Count balanced binary strings matching any of a set of masks

ruby, pretty fast, but it depends upon the input

Now speed-up by a factor of 2~2.5 by switching from strings to integers.

Usage:

cat <input> | ruby this.script.rb

Eg.

mad_gaksha@madlab ~/tmp $ ruby c50138.rb < c50138.inp2
number of matches: 298208861472
took 0.05726237 s

The number of matches for a single mask a readily calculated by the binomial coefficient. So for example 122020 needs 3 2s filled, 1 0 and 2 1. Thus there are nCr(3,2)=nCr(3,1)=3!/(2!*1!)=3 different binary strings matching this mask.

An intersection between n masks m_1, m_2, ... m_n is a mask q, such that a binary string s matches q only iff it matches all masks m_i.

If we take two masks m_1 and m_2, its intersection is easily computed.
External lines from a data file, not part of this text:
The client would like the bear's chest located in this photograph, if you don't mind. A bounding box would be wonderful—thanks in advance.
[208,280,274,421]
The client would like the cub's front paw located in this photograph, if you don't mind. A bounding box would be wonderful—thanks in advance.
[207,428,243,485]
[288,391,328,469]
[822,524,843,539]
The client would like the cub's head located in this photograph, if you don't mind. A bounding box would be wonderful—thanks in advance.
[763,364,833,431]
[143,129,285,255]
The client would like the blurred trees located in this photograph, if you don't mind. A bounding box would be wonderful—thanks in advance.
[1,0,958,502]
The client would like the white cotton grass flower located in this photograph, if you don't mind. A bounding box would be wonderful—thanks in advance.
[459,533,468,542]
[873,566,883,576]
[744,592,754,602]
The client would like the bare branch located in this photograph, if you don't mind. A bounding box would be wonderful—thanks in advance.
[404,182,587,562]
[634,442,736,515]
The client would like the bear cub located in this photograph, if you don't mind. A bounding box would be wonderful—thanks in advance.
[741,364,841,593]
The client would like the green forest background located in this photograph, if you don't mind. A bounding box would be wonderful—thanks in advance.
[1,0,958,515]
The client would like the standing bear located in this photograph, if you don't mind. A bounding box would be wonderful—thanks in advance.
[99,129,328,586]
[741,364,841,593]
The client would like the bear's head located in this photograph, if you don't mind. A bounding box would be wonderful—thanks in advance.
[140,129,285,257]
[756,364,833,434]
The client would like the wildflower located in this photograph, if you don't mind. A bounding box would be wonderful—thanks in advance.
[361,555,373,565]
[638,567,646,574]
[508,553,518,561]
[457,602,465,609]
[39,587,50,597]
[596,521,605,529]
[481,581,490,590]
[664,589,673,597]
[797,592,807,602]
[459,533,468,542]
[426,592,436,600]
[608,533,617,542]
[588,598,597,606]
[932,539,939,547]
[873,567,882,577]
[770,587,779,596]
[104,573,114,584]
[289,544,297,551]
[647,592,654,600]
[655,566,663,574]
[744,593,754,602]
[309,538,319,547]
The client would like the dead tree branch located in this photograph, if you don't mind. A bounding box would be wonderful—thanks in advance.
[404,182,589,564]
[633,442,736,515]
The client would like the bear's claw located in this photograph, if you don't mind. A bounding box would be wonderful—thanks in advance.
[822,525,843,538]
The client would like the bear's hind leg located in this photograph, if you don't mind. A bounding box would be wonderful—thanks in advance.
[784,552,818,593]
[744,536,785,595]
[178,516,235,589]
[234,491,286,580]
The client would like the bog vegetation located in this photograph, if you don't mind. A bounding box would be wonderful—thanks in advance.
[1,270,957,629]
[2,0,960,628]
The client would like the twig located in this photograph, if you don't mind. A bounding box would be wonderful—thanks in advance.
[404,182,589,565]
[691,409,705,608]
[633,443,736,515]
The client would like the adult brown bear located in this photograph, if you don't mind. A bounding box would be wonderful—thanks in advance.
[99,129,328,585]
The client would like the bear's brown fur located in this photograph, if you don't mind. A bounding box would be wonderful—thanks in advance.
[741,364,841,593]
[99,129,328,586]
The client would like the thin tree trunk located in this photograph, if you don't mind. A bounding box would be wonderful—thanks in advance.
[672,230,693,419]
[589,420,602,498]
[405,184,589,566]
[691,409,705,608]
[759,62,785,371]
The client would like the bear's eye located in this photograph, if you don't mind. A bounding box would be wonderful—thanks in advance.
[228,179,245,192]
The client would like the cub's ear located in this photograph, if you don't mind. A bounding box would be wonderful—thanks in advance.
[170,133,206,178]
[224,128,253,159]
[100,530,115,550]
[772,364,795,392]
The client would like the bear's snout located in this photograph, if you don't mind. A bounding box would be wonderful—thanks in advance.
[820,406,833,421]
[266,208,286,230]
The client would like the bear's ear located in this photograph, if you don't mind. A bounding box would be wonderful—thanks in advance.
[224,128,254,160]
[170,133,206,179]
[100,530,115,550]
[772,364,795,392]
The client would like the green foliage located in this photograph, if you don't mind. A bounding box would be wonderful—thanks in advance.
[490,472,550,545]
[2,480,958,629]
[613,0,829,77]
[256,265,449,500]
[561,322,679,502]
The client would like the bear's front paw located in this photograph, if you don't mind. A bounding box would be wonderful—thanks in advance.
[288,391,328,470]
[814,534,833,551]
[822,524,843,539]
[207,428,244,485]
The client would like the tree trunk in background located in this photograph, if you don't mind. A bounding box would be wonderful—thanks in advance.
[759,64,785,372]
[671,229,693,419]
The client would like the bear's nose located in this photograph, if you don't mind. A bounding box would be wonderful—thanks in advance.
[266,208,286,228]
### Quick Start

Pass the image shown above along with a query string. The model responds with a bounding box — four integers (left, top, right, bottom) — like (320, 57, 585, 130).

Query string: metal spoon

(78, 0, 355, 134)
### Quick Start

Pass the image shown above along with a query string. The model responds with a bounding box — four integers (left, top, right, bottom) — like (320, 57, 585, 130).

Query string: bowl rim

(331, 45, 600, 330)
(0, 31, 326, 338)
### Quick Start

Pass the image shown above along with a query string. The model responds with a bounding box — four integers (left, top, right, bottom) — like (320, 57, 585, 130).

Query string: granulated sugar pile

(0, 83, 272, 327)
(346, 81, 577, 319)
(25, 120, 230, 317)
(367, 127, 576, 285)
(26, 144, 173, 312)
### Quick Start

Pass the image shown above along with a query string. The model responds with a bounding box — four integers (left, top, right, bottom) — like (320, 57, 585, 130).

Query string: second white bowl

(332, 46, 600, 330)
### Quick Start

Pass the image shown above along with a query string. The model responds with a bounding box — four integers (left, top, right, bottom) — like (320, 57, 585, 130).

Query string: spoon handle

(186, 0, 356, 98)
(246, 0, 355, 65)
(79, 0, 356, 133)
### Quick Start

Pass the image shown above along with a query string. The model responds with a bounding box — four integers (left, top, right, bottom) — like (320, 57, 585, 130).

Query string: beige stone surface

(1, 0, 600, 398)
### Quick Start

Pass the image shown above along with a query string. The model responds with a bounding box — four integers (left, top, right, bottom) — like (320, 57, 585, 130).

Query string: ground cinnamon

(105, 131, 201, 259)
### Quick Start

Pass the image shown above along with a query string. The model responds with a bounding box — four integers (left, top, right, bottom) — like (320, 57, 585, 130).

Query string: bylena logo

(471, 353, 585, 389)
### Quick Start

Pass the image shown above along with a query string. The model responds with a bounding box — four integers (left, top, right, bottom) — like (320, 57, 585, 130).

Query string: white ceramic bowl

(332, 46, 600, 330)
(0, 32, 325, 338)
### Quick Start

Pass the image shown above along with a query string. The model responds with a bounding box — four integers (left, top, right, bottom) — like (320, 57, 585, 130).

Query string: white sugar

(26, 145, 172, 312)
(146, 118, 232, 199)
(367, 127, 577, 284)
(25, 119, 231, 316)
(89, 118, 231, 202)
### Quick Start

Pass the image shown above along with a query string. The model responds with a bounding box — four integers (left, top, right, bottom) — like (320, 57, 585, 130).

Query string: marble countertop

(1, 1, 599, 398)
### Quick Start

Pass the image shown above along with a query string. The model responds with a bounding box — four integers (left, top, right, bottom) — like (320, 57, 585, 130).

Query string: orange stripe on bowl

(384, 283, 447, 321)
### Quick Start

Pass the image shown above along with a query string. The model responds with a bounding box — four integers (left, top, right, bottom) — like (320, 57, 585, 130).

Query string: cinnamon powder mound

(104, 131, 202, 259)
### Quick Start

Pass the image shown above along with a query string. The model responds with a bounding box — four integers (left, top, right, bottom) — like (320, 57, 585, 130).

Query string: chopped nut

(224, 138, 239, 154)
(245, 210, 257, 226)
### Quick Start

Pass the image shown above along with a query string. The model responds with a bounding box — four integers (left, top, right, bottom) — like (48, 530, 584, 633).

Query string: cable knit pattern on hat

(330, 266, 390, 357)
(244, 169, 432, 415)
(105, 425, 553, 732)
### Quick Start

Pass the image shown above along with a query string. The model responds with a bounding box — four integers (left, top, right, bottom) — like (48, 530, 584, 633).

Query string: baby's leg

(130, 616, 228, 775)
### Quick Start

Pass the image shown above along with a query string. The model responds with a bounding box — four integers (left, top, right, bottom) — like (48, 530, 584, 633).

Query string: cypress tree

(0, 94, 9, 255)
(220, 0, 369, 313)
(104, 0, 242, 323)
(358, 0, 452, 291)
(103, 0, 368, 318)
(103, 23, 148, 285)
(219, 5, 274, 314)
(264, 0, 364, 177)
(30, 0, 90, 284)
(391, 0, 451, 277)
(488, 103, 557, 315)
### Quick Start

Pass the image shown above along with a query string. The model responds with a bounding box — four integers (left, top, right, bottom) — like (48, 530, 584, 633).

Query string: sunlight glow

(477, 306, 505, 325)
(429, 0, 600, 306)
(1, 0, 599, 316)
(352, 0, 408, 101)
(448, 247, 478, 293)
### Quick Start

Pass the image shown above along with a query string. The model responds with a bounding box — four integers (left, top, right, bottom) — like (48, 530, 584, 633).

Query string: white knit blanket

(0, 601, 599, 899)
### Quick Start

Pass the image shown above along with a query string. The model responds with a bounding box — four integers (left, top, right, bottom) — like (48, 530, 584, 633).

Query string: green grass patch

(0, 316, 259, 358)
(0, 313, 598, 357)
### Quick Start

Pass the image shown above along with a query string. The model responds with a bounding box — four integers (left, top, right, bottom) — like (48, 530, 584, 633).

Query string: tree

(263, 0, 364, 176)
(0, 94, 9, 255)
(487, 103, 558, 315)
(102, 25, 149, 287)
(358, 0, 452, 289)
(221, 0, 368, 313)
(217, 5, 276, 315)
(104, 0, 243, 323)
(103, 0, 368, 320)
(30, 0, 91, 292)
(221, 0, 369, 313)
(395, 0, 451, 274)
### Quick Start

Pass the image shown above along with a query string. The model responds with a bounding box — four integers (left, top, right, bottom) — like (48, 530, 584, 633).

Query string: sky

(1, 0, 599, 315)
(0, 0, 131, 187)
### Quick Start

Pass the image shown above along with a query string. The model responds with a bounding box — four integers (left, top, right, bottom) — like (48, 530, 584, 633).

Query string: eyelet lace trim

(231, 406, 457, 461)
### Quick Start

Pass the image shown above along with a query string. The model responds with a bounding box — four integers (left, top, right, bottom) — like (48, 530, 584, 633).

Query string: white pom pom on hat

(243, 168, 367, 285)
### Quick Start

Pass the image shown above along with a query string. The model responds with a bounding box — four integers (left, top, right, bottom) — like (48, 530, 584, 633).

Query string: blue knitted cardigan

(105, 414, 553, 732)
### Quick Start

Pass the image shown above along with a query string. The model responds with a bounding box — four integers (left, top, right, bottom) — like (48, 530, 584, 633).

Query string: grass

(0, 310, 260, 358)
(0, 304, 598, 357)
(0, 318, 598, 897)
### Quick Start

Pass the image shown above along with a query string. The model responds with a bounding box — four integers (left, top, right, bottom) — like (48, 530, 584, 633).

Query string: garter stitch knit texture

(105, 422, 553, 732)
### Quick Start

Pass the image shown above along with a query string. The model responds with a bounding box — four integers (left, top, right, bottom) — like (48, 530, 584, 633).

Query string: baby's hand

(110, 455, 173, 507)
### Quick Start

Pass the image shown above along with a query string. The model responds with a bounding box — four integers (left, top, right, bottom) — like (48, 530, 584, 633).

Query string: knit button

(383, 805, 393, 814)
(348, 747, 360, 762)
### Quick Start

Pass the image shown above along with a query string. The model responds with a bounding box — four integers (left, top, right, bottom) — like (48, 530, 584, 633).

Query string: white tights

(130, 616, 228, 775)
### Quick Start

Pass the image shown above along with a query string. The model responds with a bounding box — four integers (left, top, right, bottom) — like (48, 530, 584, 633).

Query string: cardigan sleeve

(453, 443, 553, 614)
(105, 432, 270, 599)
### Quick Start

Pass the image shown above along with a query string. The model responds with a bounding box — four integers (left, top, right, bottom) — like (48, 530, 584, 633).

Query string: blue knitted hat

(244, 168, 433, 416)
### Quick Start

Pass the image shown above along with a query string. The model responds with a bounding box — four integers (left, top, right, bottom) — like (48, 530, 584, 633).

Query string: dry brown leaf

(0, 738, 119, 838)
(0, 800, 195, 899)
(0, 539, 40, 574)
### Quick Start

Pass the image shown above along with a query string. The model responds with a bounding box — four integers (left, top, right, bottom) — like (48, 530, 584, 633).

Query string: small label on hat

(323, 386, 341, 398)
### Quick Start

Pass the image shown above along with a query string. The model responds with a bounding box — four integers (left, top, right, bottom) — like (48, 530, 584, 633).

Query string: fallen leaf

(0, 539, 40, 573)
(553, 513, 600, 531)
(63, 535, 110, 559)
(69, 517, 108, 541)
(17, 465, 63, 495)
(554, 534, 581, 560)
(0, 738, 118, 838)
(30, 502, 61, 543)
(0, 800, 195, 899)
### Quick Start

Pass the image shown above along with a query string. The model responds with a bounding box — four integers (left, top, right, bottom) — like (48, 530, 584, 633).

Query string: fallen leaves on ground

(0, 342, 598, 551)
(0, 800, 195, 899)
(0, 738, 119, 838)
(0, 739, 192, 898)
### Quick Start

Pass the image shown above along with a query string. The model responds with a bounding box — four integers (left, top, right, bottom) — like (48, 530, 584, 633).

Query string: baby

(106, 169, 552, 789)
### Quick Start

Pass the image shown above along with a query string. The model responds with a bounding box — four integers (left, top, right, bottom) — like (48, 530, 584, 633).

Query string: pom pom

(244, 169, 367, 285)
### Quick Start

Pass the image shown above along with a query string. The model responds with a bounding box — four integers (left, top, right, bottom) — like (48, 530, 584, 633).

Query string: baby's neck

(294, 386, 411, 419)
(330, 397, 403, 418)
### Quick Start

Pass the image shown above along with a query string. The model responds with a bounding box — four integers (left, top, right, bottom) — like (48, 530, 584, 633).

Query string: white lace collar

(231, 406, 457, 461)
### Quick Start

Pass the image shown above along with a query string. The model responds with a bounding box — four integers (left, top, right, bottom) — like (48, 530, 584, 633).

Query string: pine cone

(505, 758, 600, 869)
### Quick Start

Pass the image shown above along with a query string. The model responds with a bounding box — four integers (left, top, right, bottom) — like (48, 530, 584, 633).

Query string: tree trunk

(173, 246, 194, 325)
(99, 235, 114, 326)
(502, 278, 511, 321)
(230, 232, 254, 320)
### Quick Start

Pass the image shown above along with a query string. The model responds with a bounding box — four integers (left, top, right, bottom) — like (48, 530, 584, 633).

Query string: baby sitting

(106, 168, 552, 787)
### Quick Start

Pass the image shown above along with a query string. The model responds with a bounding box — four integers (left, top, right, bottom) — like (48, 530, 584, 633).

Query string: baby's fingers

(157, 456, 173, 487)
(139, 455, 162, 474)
Just set m_1[i]=m_2[i] if m_1[i]==2. The intersection between 122020 and 111222 is 111020:

122020 (matched by 3 strings, 111000 110010 101010)
111222 (matched by 1 string, 111000)
111020 (matched by 1 string, 111000)

The two individual masks are matched by 3+1=4 strings, the interesection mask is matched by one string, thus there are 3+1-1=3 unique strings matching one or both masks.

I'll call N(m_1,m_2,...) the number of strings matched all m_i. Applying the same logic as above, we can compute the number of unique strings matched by at least one mask, given by the inclusion exclusion principle and see below as well, like this:

N(m_1) + N(m_2) + ... + N(m_n) - N(m_1,m_2) - ... - N(m_n-1,m_n) + N(m_1,m_2,m_3) + N(m_1,m_2,m_4) + ... N(m_n-2,m_n-1,m_n) - N(m_1,m_2,m_3,m_4) -+ ...

There are many, many, many combinations of taking, say 30 masks out of 200.

So this solution makes the assumption that not many high-order intersections of the input masks exist, ie. most n-tuples of n>2 masks will not have any common matches.

Use the code here, the code at ideone may be out-dated.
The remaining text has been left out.